A few months back, I bought some Dutch black licorice; it was called Dubbel Zout, which means “double salt.” Now, being a fan of both licorice and salt, this sounded delicious. But it wasn’t. It tasted like a licorice-flavored salt lick. It was a taste I had hoped never to experience again. Alas.

This drink comes from Charles Baker’s entertaining 1939 drinking guide, The Gentlemen’s Companion. It was something he had very early one morning while in Paris, presumably after a night without sleep. Maybe it would be better under those circumstances, but even if I should find myself in Paris early one morning after a night of debauchery, I will not revisit this thing.

The Recipe:

2 jiggers (3 oz.) of Italian vermouth (Carpano Antica)

1 jigger of absinthe

Shake with ice, and strain into a whiskey or highball glass.
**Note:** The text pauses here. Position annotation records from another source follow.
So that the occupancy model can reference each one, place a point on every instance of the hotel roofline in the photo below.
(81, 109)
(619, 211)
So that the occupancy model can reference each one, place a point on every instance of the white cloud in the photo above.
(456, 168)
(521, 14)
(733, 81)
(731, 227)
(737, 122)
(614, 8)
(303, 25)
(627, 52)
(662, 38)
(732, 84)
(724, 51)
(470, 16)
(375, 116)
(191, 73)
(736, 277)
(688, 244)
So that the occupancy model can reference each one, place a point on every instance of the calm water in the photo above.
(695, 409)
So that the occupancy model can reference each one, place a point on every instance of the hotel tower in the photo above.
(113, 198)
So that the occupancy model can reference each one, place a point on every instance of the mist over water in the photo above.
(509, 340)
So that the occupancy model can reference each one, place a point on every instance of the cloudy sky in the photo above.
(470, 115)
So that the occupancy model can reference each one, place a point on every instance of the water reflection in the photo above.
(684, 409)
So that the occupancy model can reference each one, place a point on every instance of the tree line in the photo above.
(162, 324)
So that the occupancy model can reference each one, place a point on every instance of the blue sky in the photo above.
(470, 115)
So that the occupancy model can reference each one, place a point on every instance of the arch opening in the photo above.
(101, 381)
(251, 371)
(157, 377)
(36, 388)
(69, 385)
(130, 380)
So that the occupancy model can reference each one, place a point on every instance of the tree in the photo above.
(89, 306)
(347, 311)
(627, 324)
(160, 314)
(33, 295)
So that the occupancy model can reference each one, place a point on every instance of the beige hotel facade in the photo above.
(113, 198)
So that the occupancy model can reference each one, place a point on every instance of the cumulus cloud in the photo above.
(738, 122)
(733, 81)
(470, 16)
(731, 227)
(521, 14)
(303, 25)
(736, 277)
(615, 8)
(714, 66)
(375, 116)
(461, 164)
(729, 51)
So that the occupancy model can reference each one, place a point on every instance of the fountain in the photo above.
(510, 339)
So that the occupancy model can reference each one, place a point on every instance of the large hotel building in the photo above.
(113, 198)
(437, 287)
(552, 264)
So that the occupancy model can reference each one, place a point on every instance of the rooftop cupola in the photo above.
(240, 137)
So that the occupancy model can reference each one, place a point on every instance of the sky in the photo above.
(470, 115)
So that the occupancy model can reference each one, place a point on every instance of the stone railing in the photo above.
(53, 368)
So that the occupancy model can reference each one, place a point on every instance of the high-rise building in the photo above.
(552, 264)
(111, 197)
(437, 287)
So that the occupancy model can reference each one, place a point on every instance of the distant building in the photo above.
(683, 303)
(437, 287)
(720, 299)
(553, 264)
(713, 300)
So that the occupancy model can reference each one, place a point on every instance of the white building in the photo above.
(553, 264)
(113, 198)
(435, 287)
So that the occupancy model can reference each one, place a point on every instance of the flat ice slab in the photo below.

Add a bit of fresh ice and a splash of soda.

Left Bank Spine Stiffener

There’s enough absinthe in here to get a bit of the louche effect, which, when combined with the vermouth, has the unfortunate result of turning this thing a sort of baby-poop brown. The flavor is primarily anise, and while the bitter elements of both the vermouth and the absinthe are well tamped down, they are replaced with an uncharacteristic saltiness. Now, if you’ve had some of that Dubbel Zout licorice and liked it, this is the drink for you. Otherwise, I’d avoid it. It’s not undrinkable, and it does at least pack a nice punch, but, you know, you could say the same things about straight gin, and that’s not especially enjoyable either. Two livers.